A maior cidade árabe-americana dos Estados Unidos, Dearborn, no Michigan, infligiu uma derrota dolorosa para a candidata do Partido Democrata à presidência Kamala Harris.
Em 2020, Joe Biden venceu com 69% dos votos contra 30% de Trump. Agora, a situação se inverteu, com o republicano alcançando 43% contra 36% de Kamala Harris. Candidata do Partido Verde, Jill Stein chegou a 15%, crescimento significativo em relação à eleição passada, quando a legenda alcançou somente 1%. E um sinal de descontentamento em relação aos democratas.
A cidade se tornou a primeira de maioria árabe nos EUA em 2023, com cerca de 55% dos 110 mil moradores afirmando ascendência do Oriente Médio ou do Norte da África no censo promovido naquele ano. O prefeito de Dearborn é Abdullah Hammoud, um democrata que se recusou a se encontrar com Trump, mas tampouco apoiou Harris, e se manifestou sobre as eleições na rede social X.
"Votos nunca são prometidos a nenhum partido ou candidato, especialmente de uma comunidade diretamente impactada por um genocídio", disse Hammoud sobre o massacre de Israel em Gaza. "Mais importante, o engajamento cívico não começa e termina na cabine de votação — o trabalho real é todo dia antes e depois de uma eleição. Minha comunidade e eu continuaremos a responsabilizar a Casa Branca por políticas que salvarão e melhorarão vidas — agora e no futuro."
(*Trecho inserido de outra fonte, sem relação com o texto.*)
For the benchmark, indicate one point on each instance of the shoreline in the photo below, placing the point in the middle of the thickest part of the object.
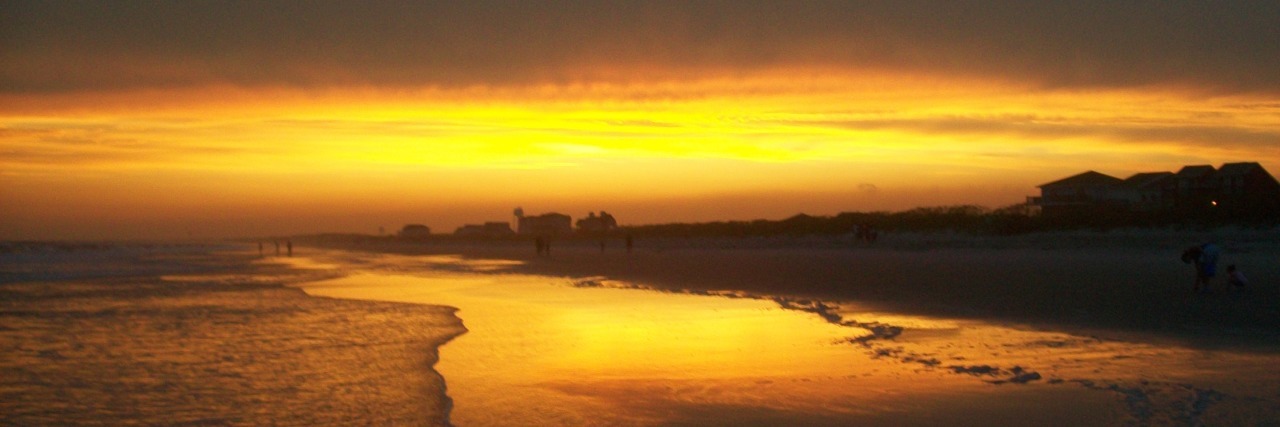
(200, 334)
(1121, 285)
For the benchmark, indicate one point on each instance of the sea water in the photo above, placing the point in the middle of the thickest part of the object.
(594, 352)
(208, 335)
(118, 335)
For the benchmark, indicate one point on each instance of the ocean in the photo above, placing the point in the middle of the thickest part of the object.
(222, 335)
(196, 334)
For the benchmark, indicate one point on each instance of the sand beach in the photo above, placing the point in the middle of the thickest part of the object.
(1074, 329)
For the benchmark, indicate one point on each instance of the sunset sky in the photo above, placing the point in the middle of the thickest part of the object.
(173, 119)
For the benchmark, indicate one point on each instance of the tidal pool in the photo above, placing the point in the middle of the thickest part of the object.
(590, 352)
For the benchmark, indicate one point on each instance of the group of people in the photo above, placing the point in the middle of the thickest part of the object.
(1205, 258)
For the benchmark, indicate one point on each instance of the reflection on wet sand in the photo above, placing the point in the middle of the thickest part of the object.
(544, 350)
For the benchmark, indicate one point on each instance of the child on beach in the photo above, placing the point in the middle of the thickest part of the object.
(1235, 278)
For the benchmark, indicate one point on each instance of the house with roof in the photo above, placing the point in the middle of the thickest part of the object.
(545, 224)
(1079, 194)
(1238, 189)
(603, 223)
(492, 229)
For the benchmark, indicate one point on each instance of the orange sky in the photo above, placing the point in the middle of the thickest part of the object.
(176, 139)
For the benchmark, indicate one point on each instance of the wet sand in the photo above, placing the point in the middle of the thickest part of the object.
(595, 350)
(163, 336)
(1123, 285)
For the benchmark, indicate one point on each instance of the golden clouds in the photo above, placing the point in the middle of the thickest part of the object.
(798, 138)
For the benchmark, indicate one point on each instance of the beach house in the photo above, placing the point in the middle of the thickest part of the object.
(1239, 189)
(545, 224)
(603, 223)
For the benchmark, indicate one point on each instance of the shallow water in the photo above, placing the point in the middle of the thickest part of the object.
(172, 335)
(122, 339)
(552, 350)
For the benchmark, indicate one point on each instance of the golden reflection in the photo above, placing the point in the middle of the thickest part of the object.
(548, 350)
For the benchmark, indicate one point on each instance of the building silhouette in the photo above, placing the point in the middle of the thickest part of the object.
(1235, 191)
(545, 224)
Comunidade árabe ignorada por Harris
Pode ser difícil, à primeira vista, compreender por que um candidato com um histórico de declarações e políticas anti-muçulmanas e anti-imigrantes como Trump possa ter sido bem votado por descendentes de árabes nos EUA. Mas ele buscou suavizar seu tom belicoso em relação a eles em Michigan, levando autoridades e imãs árabes e muçulmanos nos seus comícios e os chamando de “grandes pessoas”.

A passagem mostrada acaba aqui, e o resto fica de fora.